Who benefits from the Chinese ASAT test

There’s been plenty of discussion of the potential negative effects of the Chinese ASAT test earlier this month, from the debris created by the test imperiling other satellites to the increased threat now faced by US low Earth orbit satellites. But who will benefit? An Aerospace Daily article earlier this week suggests that both missile defense and operationally responsive space (ORS) efforts could win additional support based on the reaction to the test. Jeff Keuter of the Marshall Institute says that space-based missile defenses, which he argues could also be effective against ASATs, could get a, um, “boost” (his words, not mine) from the test. Defensive counterspace—hardening or otherwise protecting satellites from attack—could also win coverts in the Pentagon and on Capitol Hill.

ORS, with its promised ability to quickly launch new or gapfiller spacecraft in the event of a crisis (like an ASAT attack on existing satellites), could also win new support. That may be critical since there had been rumors in previous months that funding for ORS in FY08 and beyond was jeopardy. Rand Simberg makes a similar argument in a TCS Daily essay, although I would quibble that the issue is not Operationally Responsive Spacelift, as he identifies it, but Operationally Responsive Space. Low-cost rapid launch is a key part of the puzzle, but it is not the only one, and maybe not even the most important one, given issues ranging from satellite buses and payloads to integrating those systems into existing systems to provide the maximum benefit to the warfighter.

7 comments to Who benefits from the Chinese ASAT test

  • Well, I did note the need for payloads as well.

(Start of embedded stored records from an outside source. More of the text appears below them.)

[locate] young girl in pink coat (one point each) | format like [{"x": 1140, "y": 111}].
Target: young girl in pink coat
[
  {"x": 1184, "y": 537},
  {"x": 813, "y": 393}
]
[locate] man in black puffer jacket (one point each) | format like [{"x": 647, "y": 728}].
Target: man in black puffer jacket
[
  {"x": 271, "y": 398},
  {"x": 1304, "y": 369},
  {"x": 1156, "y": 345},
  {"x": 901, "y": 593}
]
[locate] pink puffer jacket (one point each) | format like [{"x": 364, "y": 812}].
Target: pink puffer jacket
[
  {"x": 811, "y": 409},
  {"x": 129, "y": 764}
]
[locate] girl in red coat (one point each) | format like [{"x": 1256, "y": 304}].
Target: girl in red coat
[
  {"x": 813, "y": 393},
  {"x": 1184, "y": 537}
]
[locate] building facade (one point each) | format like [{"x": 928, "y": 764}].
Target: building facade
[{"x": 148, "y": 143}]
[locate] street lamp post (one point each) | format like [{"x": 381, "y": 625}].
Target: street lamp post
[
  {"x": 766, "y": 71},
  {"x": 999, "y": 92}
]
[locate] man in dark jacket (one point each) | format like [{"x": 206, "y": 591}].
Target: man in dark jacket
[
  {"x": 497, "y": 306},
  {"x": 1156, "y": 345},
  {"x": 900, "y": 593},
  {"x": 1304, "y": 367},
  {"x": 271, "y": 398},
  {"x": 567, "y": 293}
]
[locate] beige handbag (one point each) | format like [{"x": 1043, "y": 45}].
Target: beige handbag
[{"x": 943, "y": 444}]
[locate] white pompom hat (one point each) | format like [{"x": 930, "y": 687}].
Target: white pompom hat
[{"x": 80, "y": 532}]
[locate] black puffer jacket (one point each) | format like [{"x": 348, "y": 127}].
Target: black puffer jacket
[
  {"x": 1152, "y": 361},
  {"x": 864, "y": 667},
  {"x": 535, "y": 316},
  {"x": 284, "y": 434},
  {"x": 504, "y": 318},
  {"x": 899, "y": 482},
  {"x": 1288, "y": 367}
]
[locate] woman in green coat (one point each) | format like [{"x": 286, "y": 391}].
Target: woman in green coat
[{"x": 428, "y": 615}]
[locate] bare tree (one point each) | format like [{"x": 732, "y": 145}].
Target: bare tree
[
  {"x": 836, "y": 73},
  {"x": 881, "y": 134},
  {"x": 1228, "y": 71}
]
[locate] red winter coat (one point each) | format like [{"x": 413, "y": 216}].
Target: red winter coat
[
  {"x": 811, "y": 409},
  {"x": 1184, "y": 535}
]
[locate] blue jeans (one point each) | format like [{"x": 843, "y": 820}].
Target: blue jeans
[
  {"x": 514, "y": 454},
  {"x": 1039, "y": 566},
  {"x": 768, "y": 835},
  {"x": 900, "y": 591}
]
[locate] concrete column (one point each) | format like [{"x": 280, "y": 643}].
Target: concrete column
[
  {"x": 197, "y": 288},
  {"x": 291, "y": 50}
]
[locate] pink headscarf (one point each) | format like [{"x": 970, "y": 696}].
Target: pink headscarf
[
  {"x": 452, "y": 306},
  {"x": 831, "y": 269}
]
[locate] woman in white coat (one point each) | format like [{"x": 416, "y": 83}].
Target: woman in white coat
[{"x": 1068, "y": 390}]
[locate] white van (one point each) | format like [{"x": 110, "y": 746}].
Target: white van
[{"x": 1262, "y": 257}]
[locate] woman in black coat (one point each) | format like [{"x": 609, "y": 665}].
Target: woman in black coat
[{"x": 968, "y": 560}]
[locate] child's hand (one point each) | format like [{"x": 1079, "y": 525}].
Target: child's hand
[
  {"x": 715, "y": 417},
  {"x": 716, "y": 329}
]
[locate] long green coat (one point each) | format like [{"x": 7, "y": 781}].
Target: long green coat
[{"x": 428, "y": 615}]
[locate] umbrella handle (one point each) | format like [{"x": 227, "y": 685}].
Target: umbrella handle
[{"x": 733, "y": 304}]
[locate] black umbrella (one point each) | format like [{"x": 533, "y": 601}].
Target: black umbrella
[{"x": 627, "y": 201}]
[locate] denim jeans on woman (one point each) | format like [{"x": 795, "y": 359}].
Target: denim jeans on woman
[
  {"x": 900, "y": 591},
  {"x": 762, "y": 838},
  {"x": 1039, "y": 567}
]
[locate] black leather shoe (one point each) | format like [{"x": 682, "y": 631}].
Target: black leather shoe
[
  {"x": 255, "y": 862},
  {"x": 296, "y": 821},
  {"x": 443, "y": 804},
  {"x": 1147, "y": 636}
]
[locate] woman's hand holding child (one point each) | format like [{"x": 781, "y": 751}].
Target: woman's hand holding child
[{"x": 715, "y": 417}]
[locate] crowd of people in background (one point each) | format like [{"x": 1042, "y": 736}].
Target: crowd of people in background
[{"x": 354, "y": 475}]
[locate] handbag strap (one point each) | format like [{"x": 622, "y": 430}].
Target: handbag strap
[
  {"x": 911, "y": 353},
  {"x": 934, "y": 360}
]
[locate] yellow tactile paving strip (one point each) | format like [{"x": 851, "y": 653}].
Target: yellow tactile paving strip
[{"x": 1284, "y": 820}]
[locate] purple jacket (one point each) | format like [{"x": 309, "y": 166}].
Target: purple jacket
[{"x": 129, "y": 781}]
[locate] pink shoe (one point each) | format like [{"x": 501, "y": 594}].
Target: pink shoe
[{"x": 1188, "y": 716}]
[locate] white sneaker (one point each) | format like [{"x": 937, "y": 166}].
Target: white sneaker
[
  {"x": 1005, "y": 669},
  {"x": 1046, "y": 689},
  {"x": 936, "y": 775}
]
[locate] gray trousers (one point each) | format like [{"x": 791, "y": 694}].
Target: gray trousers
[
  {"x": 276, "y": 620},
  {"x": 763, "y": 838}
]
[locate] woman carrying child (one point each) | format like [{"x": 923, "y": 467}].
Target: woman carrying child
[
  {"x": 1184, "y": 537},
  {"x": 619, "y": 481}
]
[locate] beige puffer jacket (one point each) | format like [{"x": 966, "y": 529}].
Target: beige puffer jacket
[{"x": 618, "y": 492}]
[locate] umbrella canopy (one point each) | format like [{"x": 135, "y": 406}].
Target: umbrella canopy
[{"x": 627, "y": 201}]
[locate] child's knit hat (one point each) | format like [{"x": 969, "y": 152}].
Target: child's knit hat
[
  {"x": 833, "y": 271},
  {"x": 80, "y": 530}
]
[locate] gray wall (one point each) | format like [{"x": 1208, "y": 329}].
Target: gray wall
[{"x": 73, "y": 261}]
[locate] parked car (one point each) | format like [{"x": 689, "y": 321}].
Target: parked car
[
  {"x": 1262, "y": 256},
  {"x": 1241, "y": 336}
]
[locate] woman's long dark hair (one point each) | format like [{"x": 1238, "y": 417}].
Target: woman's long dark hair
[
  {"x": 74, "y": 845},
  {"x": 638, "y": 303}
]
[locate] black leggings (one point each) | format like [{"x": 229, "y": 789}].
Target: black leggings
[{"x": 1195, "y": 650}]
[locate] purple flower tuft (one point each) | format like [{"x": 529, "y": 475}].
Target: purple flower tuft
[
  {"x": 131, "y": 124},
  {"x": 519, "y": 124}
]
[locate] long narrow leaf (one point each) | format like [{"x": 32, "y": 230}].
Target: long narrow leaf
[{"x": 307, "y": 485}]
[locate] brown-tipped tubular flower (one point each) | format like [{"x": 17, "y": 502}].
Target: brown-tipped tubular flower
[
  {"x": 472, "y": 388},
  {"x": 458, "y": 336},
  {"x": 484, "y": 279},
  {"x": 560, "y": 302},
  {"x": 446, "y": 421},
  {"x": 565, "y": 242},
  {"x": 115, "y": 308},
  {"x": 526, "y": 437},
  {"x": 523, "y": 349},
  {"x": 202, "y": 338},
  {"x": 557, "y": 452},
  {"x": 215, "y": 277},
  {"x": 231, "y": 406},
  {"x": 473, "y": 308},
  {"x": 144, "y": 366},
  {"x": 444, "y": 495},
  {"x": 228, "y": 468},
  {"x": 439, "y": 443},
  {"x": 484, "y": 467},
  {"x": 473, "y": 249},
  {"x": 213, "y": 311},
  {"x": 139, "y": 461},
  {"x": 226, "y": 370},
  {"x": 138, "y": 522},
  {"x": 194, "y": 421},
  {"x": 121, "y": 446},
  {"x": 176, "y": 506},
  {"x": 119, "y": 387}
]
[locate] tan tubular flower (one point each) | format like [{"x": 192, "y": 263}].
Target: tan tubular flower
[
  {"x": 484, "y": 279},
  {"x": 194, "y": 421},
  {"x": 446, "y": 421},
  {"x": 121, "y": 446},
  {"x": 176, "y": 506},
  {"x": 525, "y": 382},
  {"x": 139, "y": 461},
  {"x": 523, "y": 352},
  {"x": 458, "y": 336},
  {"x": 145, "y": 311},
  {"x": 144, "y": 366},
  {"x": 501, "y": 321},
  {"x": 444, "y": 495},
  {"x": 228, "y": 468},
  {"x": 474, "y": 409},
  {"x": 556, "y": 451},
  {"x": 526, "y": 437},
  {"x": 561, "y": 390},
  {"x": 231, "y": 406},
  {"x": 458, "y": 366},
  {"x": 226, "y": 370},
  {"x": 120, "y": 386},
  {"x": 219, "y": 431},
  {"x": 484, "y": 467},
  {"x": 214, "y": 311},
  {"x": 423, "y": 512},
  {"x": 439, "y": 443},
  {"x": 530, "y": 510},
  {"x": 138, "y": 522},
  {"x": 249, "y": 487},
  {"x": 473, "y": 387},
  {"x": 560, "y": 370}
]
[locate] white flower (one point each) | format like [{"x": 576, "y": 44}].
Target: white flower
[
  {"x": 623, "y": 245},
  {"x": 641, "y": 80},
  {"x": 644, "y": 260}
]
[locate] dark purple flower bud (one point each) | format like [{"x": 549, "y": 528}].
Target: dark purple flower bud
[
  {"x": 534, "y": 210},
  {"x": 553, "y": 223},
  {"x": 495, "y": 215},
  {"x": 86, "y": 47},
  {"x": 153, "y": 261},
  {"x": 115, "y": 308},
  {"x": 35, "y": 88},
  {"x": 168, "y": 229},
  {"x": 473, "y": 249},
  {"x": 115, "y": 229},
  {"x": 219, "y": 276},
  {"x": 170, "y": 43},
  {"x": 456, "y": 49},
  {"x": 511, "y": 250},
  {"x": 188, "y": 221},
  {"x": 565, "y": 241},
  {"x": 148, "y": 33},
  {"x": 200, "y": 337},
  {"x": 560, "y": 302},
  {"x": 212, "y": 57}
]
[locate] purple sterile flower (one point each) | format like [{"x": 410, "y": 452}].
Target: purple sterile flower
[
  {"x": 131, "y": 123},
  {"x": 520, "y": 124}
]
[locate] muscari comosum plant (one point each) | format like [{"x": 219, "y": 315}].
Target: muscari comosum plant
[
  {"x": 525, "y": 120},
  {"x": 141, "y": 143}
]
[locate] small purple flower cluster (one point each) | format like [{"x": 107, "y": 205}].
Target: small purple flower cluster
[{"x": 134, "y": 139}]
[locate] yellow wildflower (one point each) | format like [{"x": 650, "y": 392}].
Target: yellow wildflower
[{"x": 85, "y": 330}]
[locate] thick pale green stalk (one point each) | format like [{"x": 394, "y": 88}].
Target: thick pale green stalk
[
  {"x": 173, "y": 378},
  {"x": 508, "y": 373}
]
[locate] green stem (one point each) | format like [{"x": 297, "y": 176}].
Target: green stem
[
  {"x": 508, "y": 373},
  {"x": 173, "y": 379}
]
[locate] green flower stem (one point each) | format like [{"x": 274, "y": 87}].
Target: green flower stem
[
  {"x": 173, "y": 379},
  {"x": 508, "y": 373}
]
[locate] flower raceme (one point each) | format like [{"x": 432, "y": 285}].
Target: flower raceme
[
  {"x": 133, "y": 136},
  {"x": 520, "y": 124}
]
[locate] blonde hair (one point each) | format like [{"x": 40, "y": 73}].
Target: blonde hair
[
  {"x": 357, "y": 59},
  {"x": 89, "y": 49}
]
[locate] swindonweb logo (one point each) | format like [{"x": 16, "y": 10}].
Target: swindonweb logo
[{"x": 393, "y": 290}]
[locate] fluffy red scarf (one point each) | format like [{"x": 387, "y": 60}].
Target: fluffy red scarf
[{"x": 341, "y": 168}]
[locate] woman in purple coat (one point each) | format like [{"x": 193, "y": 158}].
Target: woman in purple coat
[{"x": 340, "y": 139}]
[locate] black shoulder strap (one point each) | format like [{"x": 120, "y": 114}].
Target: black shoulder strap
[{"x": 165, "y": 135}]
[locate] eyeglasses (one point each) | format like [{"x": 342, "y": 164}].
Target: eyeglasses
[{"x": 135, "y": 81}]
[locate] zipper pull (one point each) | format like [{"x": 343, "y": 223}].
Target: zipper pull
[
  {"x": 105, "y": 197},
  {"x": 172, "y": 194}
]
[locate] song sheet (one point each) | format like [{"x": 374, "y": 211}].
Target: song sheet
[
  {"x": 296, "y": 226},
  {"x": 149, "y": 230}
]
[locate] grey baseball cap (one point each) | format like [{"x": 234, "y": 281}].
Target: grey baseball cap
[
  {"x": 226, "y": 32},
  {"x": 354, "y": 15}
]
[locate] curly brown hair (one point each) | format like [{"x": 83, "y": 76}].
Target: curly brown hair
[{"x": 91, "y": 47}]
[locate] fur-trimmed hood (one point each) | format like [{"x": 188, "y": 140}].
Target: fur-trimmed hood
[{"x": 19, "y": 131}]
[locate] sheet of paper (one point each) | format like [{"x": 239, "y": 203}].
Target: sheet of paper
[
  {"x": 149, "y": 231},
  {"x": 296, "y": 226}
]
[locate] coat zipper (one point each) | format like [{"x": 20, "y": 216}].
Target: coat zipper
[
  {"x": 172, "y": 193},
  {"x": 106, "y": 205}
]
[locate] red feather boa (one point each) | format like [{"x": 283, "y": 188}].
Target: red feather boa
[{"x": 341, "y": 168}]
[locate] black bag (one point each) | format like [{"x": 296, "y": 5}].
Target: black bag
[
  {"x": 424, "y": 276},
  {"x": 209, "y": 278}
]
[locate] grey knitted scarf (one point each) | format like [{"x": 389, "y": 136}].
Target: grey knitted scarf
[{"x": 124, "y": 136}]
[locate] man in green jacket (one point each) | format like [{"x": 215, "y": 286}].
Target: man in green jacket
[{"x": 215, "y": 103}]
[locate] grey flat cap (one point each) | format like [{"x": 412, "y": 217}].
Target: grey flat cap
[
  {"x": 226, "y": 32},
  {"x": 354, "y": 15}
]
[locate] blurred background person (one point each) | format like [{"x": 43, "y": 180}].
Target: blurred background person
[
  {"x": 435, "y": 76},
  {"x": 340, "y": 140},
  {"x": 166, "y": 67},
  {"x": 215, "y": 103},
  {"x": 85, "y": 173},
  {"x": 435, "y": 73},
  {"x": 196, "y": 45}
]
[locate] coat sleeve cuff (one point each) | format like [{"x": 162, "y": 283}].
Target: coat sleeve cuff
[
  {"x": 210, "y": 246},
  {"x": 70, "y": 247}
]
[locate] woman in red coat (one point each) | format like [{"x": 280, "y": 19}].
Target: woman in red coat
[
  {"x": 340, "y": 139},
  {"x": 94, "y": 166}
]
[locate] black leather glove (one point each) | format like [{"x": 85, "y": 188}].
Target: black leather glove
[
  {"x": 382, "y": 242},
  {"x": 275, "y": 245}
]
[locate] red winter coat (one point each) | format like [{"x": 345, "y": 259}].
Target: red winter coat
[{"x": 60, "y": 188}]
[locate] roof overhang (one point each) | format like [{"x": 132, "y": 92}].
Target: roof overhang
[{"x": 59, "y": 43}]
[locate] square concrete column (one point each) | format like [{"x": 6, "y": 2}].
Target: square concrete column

I think we’re in violent agreement.

  • Tom

    I’m closer to Rand on this. Payloads are important, but when you need responses on the order of hours-days, the only part of the puzzle left is the launch. Any satellite not built, checked out, and likely continuously operating by that time won’t be flying with the necessary speed.

  • > responses on the order of hours-days

    Hours, since we’re very likely talking about a real shooting war where things are happening quickly. IMO, the proper model to bear in mind here is a modern ICBM.

    Probably, for orbitological reasons, you would want to have two or more launch sites well separated in longitude. Or a ready-to-go air launch capability.

    (All this once again reminds me of General Moorman, who noted that one Titan IV + spysat took longer to get off the pad than the time between Pearl Harbor and VJ Day.)

  • maximum benefit to the warfighter.

    There are no benefits in fighting wars.

  • richardb

    This event will be the gift that keeps on giving. The USA had so many space control programs budgeted, its hard to see what could be new, but I’m sure they will be found. Look for black program growth. Adding fire to this was the Chinese PLA spokeswoman at Davos quoted as saying the Chinese believe its inevitable that space will be weaponized and that there will be two space superpowers, Chinese and American. One good thing out of this, the DOD might decide the Iraq war is too costly now that space warfare is what the Chinese are preparing for.

  • Adrasteia

    Ot, but the new page is very pretty.

  • J Wheeler

    Reagan was right! If we would have started the Star Wars project in the 80’S we would be trillions of dollars ahead by now and not scrambling
    for defense funds or weapons to fight this type of attack. With the majority of our modern military weapons reliant on GPS systems and satellite communications a major attack would throw us into a WWII type
    military or worse. It is our technology advances that have kept us safe and the leaders of modern society. With no modern industrial complex to equip us our future would surely be bleak.